How to Consume and Produce XML using Application Schemas with the XSD-Driven XML Writer

Files

2b. Using the XSD Driven XML Writer.zip
- 60 KB
- Download
XSDDrivenXMLWriter_FeatureTypes.fmwt
- 70 KB
- Download
2b. Using the XSD Driven XML Writer.zip
- 60 KB
- Download

Introduction

If you are new to XML, this tutorial series describes how to read, process, and write XML in FME. XML Schema Definition, commonly abbreviated as XSD, was created to standardize the way elements are described in XML documents.

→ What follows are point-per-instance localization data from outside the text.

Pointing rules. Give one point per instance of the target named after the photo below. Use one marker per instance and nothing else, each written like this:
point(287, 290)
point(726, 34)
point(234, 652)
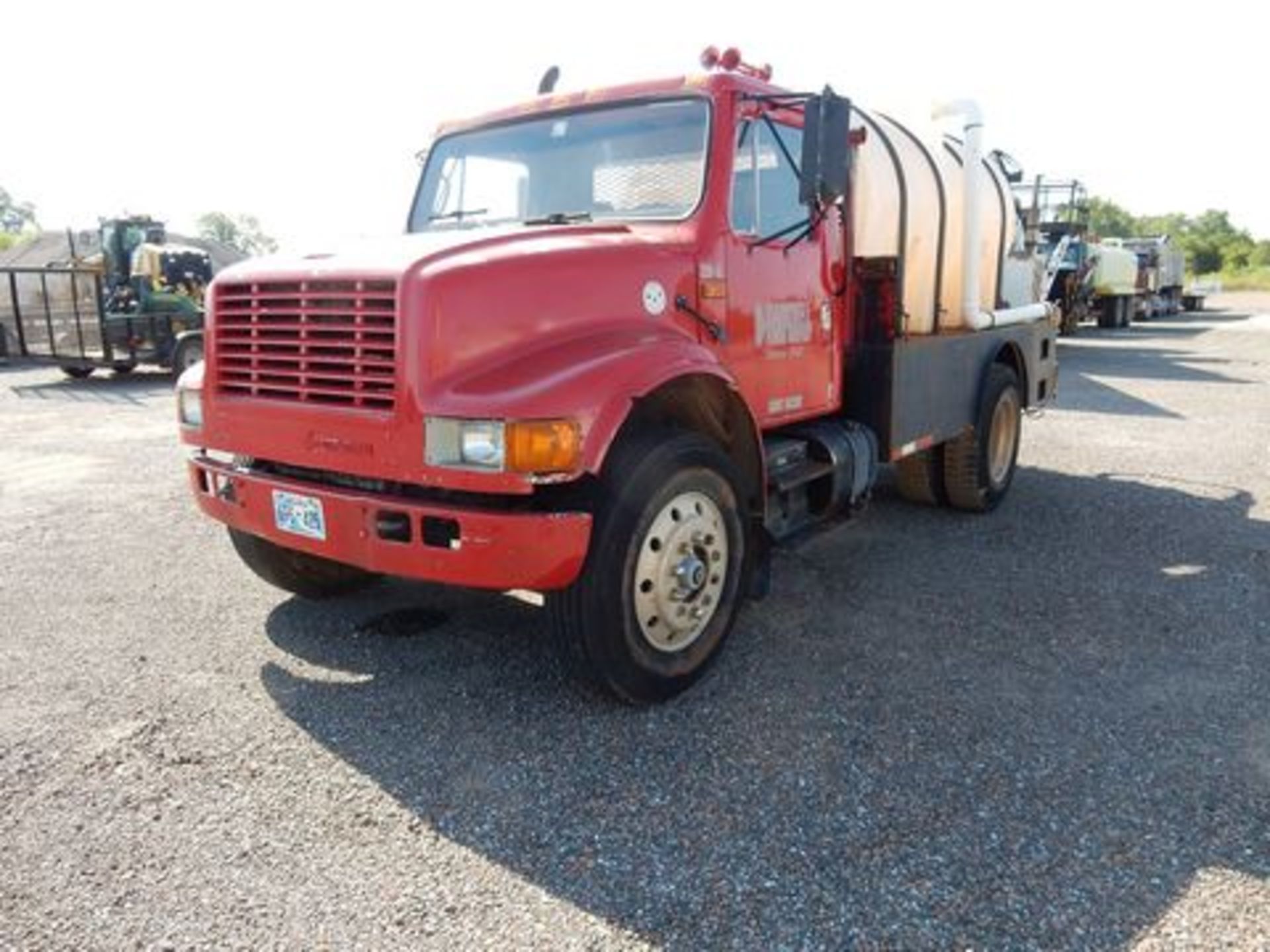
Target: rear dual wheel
point(980, 465)
point(974, 470)
point(661, 587)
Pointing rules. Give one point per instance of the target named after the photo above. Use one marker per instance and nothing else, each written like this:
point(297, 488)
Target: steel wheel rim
point(681, 571)
point(1003, 437)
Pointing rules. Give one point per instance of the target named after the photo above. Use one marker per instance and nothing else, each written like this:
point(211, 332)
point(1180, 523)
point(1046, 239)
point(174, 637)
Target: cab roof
point(708, 84)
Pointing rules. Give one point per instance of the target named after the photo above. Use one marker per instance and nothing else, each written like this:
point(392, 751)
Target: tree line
point(240, 231)
point(1210, 241)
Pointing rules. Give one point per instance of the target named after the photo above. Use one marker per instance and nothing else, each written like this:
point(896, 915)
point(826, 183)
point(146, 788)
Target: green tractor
point(151, 298)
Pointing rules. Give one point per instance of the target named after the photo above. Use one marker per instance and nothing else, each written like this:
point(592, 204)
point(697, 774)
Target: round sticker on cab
point(654, 298)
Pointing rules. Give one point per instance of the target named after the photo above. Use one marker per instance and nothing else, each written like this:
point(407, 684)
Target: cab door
point(783, 313)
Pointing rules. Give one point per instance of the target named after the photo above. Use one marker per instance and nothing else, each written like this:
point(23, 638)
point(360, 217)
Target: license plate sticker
point(299, 514)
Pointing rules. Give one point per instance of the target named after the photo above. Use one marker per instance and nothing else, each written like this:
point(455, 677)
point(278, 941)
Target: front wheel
point(187, 353)
point(662, 584)
point(299, 573)
point(980, 465)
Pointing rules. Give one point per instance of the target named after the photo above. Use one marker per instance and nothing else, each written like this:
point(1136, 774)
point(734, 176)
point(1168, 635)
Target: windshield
point(640, 160)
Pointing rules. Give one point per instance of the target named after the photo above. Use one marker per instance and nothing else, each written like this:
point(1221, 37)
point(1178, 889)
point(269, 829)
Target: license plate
point(299, 514)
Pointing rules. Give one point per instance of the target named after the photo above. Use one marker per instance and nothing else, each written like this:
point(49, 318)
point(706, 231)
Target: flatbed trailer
point(58, 315)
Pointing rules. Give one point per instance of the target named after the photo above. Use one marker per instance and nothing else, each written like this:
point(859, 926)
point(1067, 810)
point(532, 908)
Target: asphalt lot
point(1046, 728)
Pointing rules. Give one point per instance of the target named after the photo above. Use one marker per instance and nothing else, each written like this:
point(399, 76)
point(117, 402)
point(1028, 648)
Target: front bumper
point(479, 549)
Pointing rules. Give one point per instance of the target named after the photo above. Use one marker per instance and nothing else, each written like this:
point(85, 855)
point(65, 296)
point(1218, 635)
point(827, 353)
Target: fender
point(592, 376)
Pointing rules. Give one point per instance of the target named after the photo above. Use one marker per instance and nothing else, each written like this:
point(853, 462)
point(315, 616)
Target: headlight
point(516, 446)
point(190, 408)
point(466, 444)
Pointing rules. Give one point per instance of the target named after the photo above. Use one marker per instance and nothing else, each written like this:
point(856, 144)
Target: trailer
point(1161, 274)
point(58, 315)
point(1087, 280)
point(139, 301)
point(634, 339)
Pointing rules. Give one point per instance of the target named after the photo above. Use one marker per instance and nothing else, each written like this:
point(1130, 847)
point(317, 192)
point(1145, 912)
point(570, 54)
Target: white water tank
point(907, 204)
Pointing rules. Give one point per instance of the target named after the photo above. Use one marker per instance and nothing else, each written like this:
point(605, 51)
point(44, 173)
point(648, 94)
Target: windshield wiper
point(559, 219)
point(460, 214)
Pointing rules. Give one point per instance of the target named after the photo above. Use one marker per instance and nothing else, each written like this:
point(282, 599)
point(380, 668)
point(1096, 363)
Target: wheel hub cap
point(681, 571)
point(1002, 438)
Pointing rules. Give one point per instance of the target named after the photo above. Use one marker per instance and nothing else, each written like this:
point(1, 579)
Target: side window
point(765, 180)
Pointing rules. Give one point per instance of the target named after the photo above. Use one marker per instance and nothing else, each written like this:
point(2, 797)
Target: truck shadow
point(920, 739)
point(102, 387)
point(1087, 364)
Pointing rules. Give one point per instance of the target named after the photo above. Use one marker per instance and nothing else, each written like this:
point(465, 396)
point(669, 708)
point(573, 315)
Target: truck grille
point(316, 342)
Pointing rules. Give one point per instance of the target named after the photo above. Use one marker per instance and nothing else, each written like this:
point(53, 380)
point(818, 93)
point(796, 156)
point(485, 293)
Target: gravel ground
point(1047, 728)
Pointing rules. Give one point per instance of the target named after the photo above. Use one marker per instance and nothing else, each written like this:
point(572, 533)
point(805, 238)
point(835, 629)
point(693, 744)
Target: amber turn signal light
point(542, 446)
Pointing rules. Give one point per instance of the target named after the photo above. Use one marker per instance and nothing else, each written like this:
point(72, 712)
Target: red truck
point(633, 338)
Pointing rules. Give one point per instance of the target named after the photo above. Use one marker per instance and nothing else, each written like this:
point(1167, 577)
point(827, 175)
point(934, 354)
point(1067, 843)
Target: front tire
point(980, 465)
point(299, 573)
point(187, 353)
point(662, 584)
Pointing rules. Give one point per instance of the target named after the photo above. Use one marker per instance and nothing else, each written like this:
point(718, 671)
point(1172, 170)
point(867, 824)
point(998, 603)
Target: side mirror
point(826, 164)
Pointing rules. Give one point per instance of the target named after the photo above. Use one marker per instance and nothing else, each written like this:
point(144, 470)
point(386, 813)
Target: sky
point(309, 116)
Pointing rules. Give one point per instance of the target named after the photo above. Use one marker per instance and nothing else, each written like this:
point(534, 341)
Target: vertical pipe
point(48, 315)
point(17, 314)
point(79, 320)
point(973, 171)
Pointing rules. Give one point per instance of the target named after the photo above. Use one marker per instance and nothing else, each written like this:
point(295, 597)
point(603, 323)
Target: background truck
point(1087, 280)
point(1161, 274)
point(633, 339)
point(136, 301)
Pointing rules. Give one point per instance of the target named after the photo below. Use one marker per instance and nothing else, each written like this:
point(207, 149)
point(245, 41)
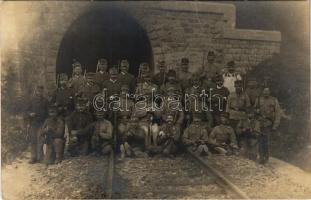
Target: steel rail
point(221, 179)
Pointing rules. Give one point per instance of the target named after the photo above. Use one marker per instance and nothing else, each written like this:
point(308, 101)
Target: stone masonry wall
point(175, 30)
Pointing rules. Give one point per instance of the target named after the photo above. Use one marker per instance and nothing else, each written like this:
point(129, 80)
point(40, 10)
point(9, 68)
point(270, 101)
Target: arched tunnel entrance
point(106, 33)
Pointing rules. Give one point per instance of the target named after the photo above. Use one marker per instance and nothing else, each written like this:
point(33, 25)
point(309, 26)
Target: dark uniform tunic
point(77, 122)
point(127, 79)
point(53, 130)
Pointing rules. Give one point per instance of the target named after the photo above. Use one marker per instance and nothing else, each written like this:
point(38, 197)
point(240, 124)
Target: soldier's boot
point(59, 149)
point(122, 150)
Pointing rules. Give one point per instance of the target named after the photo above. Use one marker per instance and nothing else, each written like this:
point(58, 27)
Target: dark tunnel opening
point(106, 33)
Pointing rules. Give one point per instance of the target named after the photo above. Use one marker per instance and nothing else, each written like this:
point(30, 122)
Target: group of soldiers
point(68, 122)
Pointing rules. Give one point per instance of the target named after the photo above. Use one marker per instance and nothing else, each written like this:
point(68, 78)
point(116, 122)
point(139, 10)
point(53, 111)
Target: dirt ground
point(82, 177)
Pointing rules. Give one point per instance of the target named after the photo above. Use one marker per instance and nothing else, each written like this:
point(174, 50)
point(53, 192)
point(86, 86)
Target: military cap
point(90, 75)
point(184, 61)
point(125, 87)
point(161, 63)
point(113, 70)
point(211, 53)
point(238, 83)
point(219, 78)
point(76, 64)
point(231, 63)
point(62, 77)
point(171, 73)
point(102, 61)
point(224, 114)
point(52, 107)
point(81, 101)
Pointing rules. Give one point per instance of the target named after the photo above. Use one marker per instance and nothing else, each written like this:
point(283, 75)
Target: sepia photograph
point(155, 99)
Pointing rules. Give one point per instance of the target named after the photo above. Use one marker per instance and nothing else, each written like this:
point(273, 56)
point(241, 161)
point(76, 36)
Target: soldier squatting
point(157, 113)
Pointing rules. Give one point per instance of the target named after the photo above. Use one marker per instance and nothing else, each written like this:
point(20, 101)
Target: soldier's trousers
point(36, 141)
point(263, 147)
point(54, 149)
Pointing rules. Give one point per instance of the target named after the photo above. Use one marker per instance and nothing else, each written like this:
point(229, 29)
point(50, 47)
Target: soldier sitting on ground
point(77, 80)
point(195, 136)
point(222, 138)
point(79, 138)
point(102, 140)
point(53, 133)
point(248, 129)
point(169, 136)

As you may be aware, Extensible Markup Language (XML) is extremely versatile, making it appealing to many applications. However, XML can become complex, especially if documents are highly nested. XSD is one of multiple methods adopted to combat this issue.

XSD was introduced in 2001, after the World Wide Web Consortium (W3C) recognized it as a beneficial way to structure, define, and restrict elements. Uniquely, in FME, XSD-Driven XML Reading/Writing gives you the advantage of interpreting XML elements as FME features.

Where is XSD-Driven XML Used?

XSD-Driven XML is beneficial when an application schema is available, and the user wants to preserve it.

When FME accesses the XSD, XML elements become schema-driven rather than data-driven. Though the XML reader is frequently used to convert XML to GIS, it doesn’t support complex schemas (no schema support). Similarly, previously, complex XML writing used to require an XMLTemplater, but now XSD-Driven XML can comply solely with the respected schema. Note that for GML, it is usually preferable to use the GML reader/writer unless there is some aspect of the schema that is not supported, in which case XML XSD might help (such as for unsupported element or geometry types).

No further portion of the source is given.